Val was silent, realizing he was sitting beside one of very few people familiar with him who had never heard him play the piano. A woman who, in fact, didn’t even know he could play, much less that he was Moreland’s musical son.

“My hand hurts. It has been plaguing me for some time, and I’m out of patience with it.”

“Which hand?” Ellen asked, her voice conveying some surprise. Whatever trouble she might have expected Valentine Windham to admit, it apparently hadn’t been a simple physical ailment.

“This very hand here.” Val waved his left hand in the night air, going still when Ellen caught it in her own.

“Have you seen a physician?” she asked, tracing the bones on the back of his hand with her fingers.

“I did.” Val closed his eyes and gave himself up to the pleasure of her touch. Her fingers were cool and her exploration careful. “He assured me of nothing, save that I should treat it as an inflammation.”

“Which meant what?” Ellen’s fingers slipped over his palm. “That you should tote roofing slates about by the dozen? Carry buckets of mortar for your masons? I can feel some heat in it, now that you draw my attention to it.” She held his hand up to her cheek and cradled it against her jaw.

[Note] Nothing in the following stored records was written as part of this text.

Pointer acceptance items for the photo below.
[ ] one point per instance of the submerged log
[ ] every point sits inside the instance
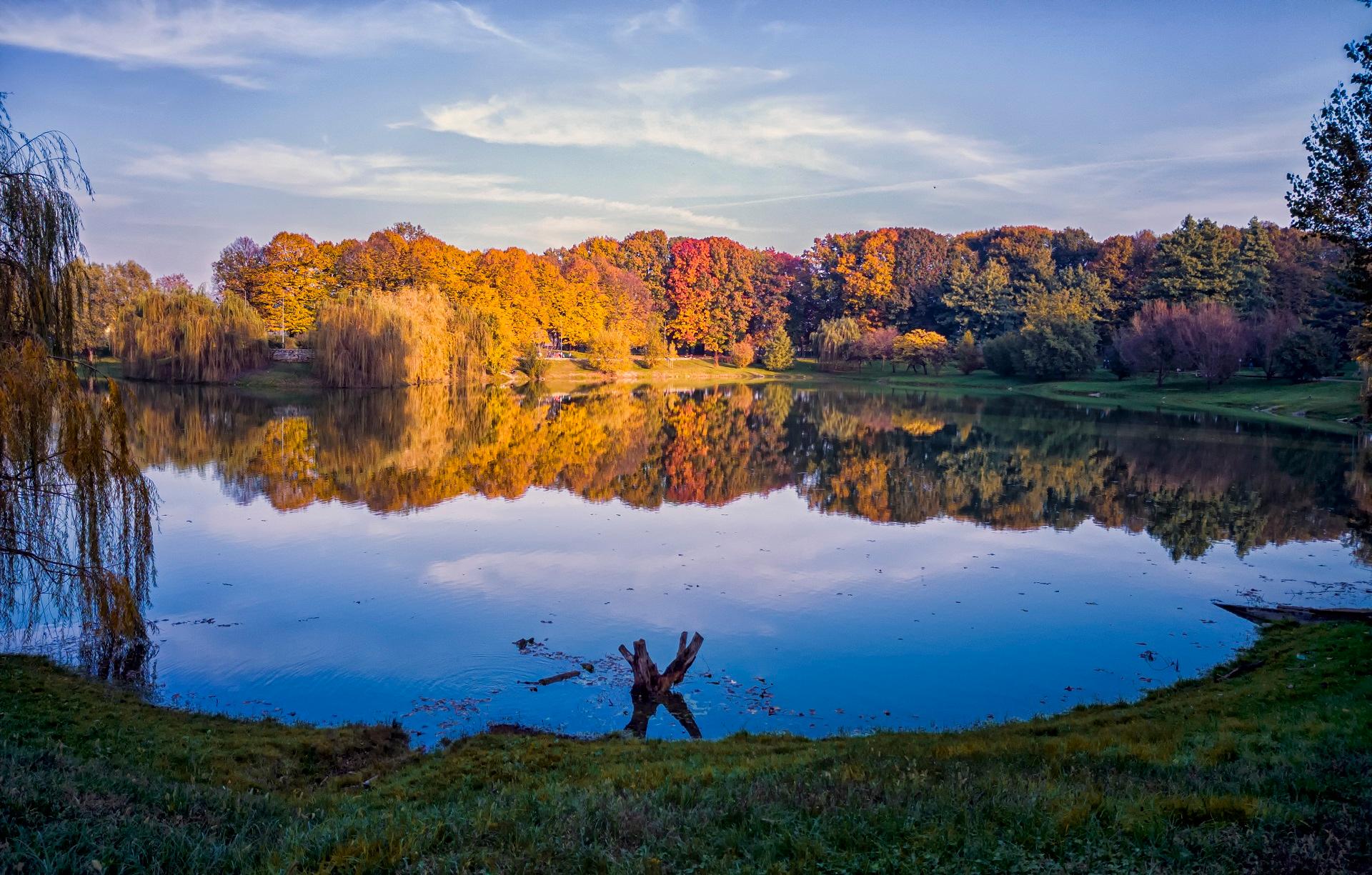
(1278, 614)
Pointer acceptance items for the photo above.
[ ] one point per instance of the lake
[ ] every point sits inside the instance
(855, 559)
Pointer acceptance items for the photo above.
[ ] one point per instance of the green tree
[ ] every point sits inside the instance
(778, 354)
(1194, 261)
(969, 354)
(1253, 268)
(1058, 339)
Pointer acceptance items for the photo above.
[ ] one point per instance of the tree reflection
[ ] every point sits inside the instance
(896, 457)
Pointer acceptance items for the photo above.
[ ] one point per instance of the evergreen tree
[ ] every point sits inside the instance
(1252, 268)
(1195, 261)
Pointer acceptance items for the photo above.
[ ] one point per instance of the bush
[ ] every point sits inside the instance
(532, 362)
(1306, 354)
(1058, 341)
(655, 351)
(921, 349)
(780, 354)
(607, 349)
(377, 341)
(1005, 354)
(189, 338)
(969, 354)
(741, 353)
(1115, 364)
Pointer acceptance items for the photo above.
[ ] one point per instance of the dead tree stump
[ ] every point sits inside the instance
(653, 687)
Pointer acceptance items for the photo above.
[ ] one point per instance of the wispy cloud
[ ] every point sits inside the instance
(223, 37)
(666, 19)
(700, 110)
(387, 177)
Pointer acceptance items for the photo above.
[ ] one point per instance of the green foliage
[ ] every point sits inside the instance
(1115, 362)
(778, 354)
(607, 350)
(969, 354)
(384, 339)
(189, 338)
(532, 362)
(742, 353)
(655, 350)
(1194, 261)
(1005, 354)
(1306, 354)
(1267, 770)
(833, 342)
(1058, 339)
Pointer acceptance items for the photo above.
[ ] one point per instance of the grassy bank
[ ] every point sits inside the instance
(1268, 770)
(1324, 405)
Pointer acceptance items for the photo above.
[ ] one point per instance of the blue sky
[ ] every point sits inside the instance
(538, 124)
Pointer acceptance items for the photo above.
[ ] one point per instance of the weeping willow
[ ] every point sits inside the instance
(76, 517)
(835, 341)
(189, 338)
(404, 339)
(76, 514)
(40, 235)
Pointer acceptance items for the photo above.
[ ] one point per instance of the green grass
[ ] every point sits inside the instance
(1326, 405)
(1267, 771)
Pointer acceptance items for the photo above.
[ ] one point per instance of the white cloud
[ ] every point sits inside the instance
(682, 109)
(386, 177)
(667, 19)
(231, 34)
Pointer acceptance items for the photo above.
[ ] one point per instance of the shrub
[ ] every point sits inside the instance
(532, 362)
(377, 341)
(1058, 339)
(1003, 354)
(921, 349)
(969, 354)
(655, 350)
(607, 349)
(778, 354)
(1306, 354)
(189, 338)
(741, 353)
(1115, 364)
(835, 343)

“It means I am to drink willow bark tea, which is vile stuff. I am to rest the hand, which I do by avoiding fine tasks with it. I am to use cold soaks, massage, and arnica, if it helps, and I am not to use laudanum, as that only masks symptoms, regardless of how much it still allows me to function.”

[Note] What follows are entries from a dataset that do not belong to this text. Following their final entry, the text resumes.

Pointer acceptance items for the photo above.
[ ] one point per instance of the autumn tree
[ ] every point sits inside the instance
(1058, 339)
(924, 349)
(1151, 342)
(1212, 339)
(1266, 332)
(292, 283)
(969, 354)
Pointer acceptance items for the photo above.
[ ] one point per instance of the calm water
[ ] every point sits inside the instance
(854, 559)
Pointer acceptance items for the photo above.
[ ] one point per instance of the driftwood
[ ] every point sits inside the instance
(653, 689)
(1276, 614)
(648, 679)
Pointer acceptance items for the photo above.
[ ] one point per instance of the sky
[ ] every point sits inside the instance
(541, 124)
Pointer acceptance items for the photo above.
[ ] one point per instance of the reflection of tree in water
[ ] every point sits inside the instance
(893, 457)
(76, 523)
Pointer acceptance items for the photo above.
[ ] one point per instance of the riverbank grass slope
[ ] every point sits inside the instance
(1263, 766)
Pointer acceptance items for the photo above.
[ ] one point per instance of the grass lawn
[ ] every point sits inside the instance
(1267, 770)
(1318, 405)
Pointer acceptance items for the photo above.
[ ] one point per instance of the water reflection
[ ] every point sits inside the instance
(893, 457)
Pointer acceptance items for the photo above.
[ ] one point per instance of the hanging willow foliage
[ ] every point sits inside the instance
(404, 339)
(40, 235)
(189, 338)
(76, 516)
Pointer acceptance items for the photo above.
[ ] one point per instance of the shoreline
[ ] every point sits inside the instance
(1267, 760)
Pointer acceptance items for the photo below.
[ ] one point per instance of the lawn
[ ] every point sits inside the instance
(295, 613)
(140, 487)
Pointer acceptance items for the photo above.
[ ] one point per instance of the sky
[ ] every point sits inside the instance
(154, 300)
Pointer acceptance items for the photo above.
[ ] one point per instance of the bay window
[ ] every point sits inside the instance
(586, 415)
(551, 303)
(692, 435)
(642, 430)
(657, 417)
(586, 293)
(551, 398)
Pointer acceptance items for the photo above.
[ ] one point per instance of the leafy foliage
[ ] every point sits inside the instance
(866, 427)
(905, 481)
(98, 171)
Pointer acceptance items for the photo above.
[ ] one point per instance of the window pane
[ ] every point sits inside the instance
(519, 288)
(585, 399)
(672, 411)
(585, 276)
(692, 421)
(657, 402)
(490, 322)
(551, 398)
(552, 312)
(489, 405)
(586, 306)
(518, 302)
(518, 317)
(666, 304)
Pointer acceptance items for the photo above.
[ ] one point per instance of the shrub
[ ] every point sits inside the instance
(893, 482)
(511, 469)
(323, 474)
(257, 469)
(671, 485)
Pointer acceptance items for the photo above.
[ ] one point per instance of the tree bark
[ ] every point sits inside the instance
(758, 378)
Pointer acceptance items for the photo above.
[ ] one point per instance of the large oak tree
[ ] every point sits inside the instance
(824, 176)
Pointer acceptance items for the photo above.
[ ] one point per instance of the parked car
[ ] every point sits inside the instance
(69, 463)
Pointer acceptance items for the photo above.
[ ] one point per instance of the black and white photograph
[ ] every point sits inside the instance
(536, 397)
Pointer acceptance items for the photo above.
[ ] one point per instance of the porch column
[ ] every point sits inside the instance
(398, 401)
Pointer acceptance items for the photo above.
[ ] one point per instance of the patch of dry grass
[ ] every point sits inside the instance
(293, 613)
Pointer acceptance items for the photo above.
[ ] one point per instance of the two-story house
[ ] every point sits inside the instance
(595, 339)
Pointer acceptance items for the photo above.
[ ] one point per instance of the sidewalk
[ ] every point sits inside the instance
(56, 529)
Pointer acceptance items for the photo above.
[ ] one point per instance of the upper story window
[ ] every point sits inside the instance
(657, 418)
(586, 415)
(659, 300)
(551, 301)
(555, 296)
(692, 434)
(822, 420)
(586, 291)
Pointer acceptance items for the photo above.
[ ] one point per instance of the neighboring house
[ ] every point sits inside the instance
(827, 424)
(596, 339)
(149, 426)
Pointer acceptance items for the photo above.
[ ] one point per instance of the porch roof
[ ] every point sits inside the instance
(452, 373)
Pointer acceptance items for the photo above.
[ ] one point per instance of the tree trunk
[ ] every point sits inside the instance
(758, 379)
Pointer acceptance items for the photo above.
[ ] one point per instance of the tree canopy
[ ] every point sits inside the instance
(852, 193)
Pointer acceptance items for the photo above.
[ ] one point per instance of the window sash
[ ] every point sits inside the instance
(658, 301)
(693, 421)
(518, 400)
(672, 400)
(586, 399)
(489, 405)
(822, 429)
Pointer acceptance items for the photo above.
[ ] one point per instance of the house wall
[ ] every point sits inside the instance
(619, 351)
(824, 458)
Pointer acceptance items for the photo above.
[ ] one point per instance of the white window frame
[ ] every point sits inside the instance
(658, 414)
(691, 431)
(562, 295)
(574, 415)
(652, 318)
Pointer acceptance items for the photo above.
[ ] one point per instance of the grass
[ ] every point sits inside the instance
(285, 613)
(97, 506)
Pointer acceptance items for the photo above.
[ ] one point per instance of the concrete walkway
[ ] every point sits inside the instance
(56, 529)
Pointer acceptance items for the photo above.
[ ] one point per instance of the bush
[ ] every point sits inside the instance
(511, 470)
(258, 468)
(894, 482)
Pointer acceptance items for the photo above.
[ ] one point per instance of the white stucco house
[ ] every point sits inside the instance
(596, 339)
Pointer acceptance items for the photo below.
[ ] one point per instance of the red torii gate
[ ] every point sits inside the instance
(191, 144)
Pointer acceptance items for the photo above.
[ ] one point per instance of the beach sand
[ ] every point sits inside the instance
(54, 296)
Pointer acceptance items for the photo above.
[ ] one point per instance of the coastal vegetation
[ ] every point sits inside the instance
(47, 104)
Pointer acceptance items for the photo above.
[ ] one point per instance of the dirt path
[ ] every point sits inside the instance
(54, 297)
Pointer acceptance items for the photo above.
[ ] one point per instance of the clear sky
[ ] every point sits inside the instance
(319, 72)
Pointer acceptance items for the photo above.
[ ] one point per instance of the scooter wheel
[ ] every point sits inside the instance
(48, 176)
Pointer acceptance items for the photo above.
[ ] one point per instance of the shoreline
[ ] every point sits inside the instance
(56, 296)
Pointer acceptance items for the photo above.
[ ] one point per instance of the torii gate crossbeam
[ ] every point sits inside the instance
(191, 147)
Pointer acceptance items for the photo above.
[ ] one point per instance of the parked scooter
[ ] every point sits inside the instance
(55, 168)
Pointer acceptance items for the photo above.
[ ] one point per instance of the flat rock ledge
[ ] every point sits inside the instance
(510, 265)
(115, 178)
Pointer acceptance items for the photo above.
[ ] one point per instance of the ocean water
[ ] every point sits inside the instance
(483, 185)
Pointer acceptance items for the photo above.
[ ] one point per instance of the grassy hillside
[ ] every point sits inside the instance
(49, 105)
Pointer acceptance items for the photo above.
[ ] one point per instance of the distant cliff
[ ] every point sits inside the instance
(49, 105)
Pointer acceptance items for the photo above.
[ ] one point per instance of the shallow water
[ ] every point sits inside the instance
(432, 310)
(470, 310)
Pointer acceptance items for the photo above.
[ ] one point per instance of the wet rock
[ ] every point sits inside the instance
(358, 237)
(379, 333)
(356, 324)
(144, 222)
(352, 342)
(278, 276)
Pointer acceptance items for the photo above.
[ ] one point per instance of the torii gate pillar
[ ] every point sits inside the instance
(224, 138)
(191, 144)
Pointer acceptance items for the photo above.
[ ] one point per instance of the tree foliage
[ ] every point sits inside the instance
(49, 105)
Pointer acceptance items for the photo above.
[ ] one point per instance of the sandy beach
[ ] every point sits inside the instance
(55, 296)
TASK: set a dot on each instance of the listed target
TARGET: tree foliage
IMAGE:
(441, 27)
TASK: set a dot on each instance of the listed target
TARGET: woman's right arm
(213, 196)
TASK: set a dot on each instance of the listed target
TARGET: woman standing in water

“I have considerable stores of willow bark tea.” Ellen drew her fingers down each of Val’s in turn. “And it sounds to me as if you’re generally ignoring sound medical advice.”

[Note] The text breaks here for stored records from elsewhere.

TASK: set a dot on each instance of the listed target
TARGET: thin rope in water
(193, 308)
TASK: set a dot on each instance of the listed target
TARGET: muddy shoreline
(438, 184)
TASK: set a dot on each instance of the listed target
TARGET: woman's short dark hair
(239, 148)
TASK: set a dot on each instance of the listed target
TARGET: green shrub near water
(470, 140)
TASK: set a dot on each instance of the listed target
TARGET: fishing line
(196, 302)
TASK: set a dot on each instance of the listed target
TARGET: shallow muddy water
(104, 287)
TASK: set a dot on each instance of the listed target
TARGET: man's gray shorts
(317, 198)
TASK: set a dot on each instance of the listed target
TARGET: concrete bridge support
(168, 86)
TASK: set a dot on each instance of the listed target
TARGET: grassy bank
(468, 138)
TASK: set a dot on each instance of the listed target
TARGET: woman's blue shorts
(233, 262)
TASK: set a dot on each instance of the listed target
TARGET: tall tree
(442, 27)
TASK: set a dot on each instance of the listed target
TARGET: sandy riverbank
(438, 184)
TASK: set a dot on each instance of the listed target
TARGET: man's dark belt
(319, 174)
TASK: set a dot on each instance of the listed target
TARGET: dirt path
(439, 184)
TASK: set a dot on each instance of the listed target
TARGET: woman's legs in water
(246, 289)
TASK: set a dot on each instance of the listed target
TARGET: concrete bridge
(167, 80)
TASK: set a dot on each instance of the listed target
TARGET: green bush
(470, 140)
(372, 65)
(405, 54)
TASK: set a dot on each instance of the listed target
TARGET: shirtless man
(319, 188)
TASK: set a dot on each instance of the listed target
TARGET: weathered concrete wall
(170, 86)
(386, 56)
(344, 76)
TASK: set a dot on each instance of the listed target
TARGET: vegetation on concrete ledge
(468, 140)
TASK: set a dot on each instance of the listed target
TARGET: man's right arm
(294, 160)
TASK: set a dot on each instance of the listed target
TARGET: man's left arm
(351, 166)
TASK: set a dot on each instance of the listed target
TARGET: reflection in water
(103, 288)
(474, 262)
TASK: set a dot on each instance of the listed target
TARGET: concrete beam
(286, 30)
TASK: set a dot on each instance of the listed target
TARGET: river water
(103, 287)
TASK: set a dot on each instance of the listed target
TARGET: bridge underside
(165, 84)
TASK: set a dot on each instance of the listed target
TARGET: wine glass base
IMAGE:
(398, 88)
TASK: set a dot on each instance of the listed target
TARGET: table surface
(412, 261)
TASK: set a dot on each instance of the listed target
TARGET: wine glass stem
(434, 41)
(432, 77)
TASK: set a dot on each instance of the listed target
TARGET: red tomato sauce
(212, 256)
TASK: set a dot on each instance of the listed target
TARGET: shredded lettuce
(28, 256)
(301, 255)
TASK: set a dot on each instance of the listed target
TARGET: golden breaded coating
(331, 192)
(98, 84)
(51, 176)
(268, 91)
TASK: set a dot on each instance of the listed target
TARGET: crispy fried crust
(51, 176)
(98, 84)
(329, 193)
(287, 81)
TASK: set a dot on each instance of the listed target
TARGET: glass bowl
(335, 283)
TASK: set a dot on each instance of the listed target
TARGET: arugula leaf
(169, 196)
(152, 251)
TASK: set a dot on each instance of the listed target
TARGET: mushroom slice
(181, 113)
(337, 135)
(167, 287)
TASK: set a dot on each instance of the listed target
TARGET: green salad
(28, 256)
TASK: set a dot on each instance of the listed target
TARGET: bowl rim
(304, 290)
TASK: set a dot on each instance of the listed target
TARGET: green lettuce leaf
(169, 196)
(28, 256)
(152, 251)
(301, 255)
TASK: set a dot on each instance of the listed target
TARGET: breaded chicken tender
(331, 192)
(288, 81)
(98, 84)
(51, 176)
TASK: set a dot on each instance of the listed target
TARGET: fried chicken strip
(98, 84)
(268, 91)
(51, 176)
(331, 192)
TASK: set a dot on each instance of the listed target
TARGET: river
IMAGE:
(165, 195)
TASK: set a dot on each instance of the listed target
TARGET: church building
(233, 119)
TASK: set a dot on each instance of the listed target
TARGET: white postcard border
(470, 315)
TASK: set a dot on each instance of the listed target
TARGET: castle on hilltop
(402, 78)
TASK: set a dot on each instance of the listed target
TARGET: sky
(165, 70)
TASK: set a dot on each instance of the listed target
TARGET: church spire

“I rub it. I rest it, compared to what I usually do with it. I don’t think it’s getting worse.”

“Stay here.” Ellen patted his hand and rose. She floated off into the cottage, leaving Val to marvel that if he weren’t mistaken, he was sitting in the darkness, more or less holding hands with a woman clad only in a summer nightgown and wrapper. Her hair was once again down, the single braid tidy for once where it hung along her spine.

Summer, even in the surrounds of Little Weldon, even with a half-useless sore hand, had its charms.

“Give me your hand,” Ellen said when she resumed her seat beside him. He passed over the requested appendage as he might have passed along a dish of overcooked asparagus. She rested the back of his hand against her thigh, and Val heard the sound of a tin being opened.